Another takeaway is that it’s time for a different approach.  What would a social media site look like if it built on best practices and research into anti-harassment, content moderation, online extremism, and amplifying marginalized voices?

Hopefully we’ll start to see some examples of this over the next few months.


Many thanks to Shireen, Kaliya, Shasta, Kathy, Elisa, Victoria, Jim, Vicki, Jim, Soren, Deborah and everybody else for the valuable discussion about WT:Social and feedback on earlier versions of this post!


[1] I certainly don’t mind paying for ad-free social media; I’ve had paid subscriptions to Dreamwidth for years, and support a couple of Mastodon instances on Patreon.  But these are all sites that I started using for free and have had good experiences — and they are asking for a lot less than WT:Social.  Dragos Ruiu describes describes WT:Social’s approach as a “fee extortion waiting queue” which is pretty much how I feel about it too.   Also, Wales’ track record is not encouraging; see for example Mathew Ingram’s Wikipedia’s co-founder wanted to let readers edit the news. What went wrong? and Julia Jacobs’ Wikipedia Isn’t Officially a Social Network. But the Harassment Can Get Ugly.

[2] Shireen Mitchell and I discussed social threat modeling in our 2017 SXSW talk.  There’s an overview of related work in The Winds of Change are in the Air.  My personal experience is that taking a social threat modeling approach early in a project is incredibly valuable.  Like so many other security-related issues, this kind of stuff is very hard and expensive to try to patch in after the fact.

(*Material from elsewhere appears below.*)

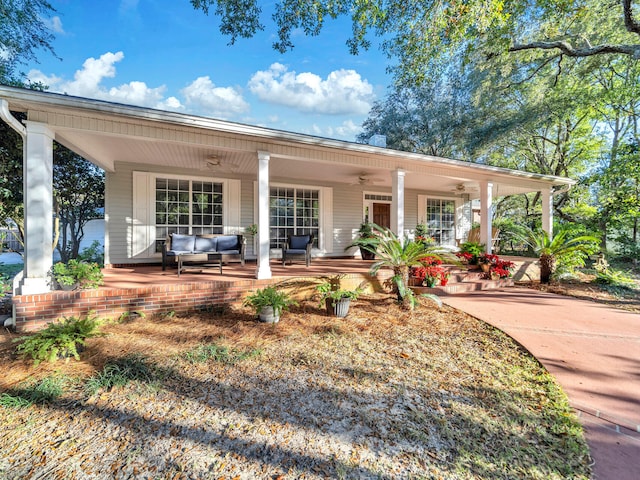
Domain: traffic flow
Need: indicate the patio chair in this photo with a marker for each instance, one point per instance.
(297, 246)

[3] Somebody had shared a link to a story from the Financial Times, quite the one about WT:Social, that turned out to be paywalled.  So when WT:Social tried get the title of the article, it instead got the paywall message.  The software didn’t bother check for this, but just posted it blithely, and sent out the email update to everybody following the subreddit who hadn’t yet turned off notifications.  The person who had posted the link realized their mistake, and deleted it quickly … but it was too late: the email had already gone out.

[4] Implementation bugs aside, I don’t understand how this is even supposed to work.  The impression I have is that you can set up posts that anybody can edit and people will then converge on a neutral point of view summary. What could possibly go wrong?

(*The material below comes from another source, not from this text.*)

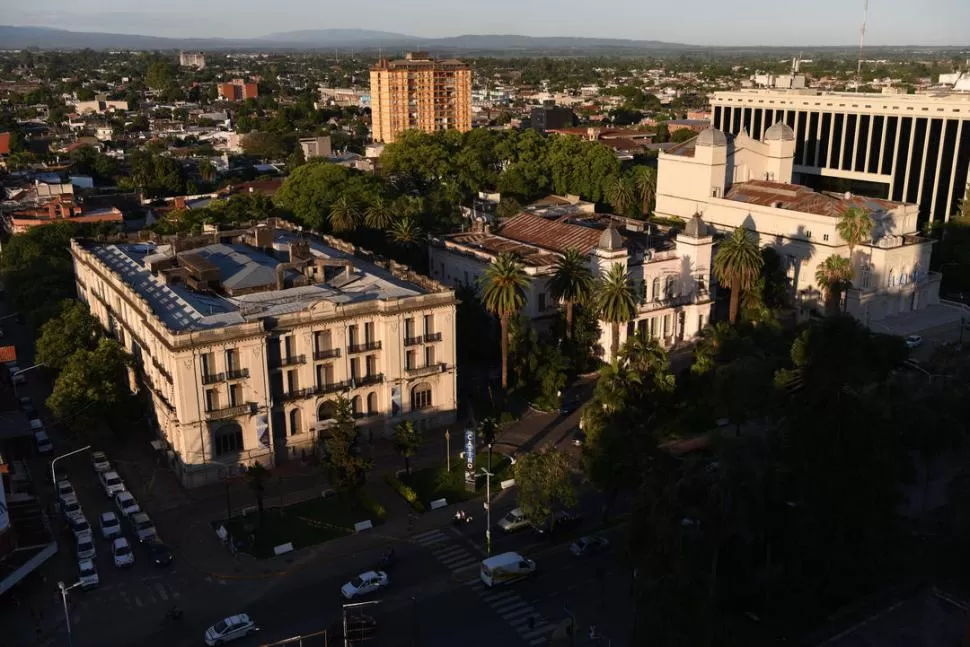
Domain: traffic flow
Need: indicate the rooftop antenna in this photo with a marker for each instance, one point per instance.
(862, 40)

[5] Which has some scary stuff, like not being able to deny a friend request.

[6] Invitation links have some very unexpected behavior: everybody who accepts via the same link gets connected as friends, with no option to approve.  Once again, what could possibly go wrong?

[7] For example, when I shared an earlier draft of this on Facebook, somebody took exception to my classifying Jordan Peterson as “a mainstay” of the IDW.  So for a while the Facebook thread — which was supposed to be discussing WT:Social — turned into an argument about whether or not Peterson aligns with white supremacists, how misogynistic and anti-trans he is or isn’t, what some see as a pattern of passing off bullshit as “scientific studies”, and so on.

[8] Although I’ve cancelled future payments

[9] Of course, MeWe has challenges of its own.  See Inside MeWe, Where Anti-Vaxxers and Conspiracy Theorists Thrive.